I grew up Roman Catholic and used to come away from mass feeling empty. I felt as though I was just preached down to, that I was guilty until proven innocent. I could not buy into that. After our first daughter was born (and baptized in the Catholic church), I remember feeling like her ceremony meant nothing and was just plain stupid. I felt that church should not be something merely to be endured, but something that should be looked forward to and celebrated. So I bought a book of religions to try and find what I was looking for. The religions were listed in alphabetical order, so I was near the end of the book and losing hope of finding something when I stumbled upon Unitarian Universalism. Something just clicked. My husband and I started attending services and have been members now for 2 1/2 years. When our twin daughters were born, they were dedicated in the meeting house. The ceremony had meaning and was important. Instead of cleansing sins that didn't exist, it celebrated their birth and welcomed them into the community. I really felt a sense of warmth in the entire sanctuary that day. I also love the religious education program and how it teaches our daughters about being good not for fear of going to hell, but because it's the right thing to do -- be a productive member of society, accept people for who they are, be open minded to different ideas and other perspectives. There's no room for prejudice here and everyone is made to feel like they matter. That's what we should all get from our chosen religion and that's what it means to me and my family.

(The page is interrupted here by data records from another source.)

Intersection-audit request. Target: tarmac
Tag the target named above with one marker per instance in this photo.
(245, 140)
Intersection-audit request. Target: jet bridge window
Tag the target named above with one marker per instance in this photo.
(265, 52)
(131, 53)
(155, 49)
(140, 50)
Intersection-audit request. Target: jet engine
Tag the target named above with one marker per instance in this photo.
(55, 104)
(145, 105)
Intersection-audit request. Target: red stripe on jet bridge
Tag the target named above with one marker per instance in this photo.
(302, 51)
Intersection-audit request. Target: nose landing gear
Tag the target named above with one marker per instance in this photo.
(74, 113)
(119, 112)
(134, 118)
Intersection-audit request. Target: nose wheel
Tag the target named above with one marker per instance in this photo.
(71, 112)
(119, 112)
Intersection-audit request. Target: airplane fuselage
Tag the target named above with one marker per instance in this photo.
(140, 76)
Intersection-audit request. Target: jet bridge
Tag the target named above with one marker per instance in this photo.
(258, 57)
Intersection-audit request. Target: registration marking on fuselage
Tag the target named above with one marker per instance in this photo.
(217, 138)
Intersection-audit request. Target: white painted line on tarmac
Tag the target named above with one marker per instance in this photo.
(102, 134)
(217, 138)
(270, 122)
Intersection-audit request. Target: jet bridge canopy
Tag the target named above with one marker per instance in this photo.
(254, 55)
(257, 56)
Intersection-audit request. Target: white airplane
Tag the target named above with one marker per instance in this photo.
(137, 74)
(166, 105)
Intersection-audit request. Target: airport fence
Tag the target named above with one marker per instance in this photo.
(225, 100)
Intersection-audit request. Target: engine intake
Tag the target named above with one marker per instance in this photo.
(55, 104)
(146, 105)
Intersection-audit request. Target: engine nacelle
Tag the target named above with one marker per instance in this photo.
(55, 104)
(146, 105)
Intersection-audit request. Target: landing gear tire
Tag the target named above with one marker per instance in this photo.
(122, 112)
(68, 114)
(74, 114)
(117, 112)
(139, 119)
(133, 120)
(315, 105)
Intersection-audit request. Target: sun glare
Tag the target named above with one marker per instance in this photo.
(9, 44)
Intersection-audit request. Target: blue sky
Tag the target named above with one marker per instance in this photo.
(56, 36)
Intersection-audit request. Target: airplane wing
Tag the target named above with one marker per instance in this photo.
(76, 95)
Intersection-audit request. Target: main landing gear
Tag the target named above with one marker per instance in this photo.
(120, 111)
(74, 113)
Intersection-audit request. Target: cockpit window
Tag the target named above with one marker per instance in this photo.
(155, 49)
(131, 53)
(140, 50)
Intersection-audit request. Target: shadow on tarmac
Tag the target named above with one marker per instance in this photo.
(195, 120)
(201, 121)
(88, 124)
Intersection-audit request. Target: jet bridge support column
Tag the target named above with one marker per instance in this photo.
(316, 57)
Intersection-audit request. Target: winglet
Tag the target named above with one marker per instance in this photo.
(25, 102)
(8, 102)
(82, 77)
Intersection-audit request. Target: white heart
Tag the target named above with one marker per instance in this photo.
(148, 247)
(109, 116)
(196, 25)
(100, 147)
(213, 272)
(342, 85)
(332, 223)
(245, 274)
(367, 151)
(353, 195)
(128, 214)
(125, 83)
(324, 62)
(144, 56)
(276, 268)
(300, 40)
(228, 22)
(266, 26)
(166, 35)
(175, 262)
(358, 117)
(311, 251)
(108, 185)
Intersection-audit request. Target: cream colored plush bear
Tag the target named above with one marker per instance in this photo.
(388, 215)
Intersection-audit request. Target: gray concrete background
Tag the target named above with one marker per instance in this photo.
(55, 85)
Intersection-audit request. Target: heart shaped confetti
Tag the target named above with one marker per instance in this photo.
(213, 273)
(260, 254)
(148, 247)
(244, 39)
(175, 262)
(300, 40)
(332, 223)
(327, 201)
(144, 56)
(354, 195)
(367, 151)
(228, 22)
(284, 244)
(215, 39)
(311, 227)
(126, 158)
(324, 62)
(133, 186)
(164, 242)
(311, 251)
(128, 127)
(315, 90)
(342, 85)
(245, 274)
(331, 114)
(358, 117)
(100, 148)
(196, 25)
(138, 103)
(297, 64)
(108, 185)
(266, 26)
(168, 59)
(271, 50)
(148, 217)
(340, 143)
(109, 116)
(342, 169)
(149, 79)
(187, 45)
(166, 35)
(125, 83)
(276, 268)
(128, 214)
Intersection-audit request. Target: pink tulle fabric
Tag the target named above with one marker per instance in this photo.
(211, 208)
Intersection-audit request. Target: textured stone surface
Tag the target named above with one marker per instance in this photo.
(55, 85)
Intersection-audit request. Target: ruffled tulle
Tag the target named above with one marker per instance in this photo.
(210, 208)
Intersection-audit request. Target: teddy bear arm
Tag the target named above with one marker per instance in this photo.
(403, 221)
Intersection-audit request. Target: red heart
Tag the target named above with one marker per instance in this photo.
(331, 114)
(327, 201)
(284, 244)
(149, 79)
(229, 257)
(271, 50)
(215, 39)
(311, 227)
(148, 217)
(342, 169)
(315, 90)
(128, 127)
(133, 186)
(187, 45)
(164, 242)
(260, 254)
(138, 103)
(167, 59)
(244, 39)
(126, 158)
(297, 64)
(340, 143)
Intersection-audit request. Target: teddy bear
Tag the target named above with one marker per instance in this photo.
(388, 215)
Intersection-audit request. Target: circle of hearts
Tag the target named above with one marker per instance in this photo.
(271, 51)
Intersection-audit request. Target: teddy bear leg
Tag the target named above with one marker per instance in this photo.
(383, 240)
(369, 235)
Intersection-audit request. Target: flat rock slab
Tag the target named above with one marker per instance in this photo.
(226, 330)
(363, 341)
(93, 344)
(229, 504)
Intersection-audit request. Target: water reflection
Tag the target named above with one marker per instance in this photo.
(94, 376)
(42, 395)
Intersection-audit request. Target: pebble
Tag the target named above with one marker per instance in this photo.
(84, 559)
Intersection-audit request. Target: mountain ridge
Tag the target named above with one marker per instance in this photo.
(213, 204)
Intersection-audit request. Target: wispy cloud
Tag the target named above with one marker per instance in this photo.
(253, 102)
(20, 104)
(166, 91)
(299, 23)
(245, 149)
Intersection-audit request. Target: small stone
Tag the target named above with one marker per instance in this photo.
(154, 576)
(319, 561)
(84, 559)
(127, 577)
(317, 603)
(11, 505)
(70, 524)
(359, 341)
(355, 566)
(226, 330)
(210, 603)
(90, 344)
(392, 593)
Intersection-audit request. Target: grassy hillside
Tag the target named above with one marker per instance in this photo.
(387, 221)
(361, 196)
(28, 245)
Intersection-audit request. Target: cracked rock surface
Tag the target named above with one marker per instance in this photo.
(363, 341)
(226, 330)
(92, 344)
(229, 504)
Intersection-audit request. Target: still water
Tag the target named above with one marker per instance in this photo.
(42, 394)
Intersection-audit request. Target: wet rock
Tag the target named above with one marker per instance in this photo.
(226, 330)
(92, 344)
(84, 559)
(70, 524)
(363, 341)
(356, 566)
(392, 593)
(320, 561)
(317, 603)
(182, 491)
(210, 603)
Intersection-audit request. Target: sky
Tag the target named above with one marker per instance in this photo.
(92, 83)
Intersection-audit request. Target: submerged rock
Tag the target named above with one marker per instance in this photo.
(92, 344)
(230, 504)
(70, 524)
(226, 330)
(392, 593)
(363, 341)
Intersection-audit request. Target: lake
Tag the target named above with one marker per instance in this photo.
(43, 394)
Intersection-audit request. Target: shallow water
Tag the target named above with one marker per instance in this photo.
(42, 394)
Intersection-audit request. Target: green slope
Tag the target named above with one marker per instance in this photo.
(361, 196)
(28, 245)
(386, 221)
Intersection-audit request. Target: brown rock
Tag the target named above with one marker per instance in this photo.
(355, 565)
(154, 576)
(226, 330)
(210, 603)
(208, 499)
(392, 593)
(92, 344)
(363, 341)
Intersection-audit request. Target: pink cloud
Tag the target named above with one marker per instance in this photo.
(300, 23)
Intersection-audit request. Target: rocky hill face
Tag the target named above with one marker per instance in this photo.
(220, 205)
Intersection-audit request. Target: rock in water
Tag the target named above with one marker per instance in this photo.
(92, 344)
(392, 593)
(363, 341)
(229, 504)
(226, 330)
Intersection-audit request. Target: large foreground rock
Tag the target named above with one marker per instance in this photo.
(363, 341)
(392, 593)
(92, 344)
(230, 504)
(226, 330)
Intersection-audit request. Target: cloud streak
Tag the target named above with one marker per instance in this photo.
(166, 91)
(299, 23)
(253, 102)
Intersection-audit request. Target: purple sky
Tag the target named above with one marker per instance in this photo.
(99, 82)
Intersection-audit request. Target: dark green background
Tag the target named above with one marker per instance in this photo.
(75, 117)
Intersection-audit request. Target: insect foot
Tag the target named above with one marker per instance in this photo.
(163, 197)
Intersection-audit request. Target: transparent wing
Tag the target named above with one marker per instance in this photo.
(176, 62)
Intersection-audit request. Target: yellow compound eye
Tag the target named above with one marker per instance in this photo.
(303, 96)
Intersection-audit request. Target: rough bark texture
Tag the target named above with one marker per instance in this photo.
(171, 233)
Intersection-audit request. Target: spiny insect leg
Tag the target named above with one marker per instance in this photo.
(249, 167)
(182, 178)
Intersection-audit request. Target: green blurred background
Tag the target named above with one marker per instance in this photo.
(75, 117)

I Spent a Good Deal of Time Wondering What Other Churches Were Doing

As a lifelong UU, I spent a good deal of time wondering what other churches were doing, and why we had to be so different as to always be misunderstood by our neighbors and classmates. Were we Christians? Were we even Protestants? Why did there have to be so many religions if there was only one God? Or was there even THAT God anymore? As UUs, I don't think we were taught enough about what we were ... and perhaps too much about what we weren't. I had to grow up and come back to appreciate what we were.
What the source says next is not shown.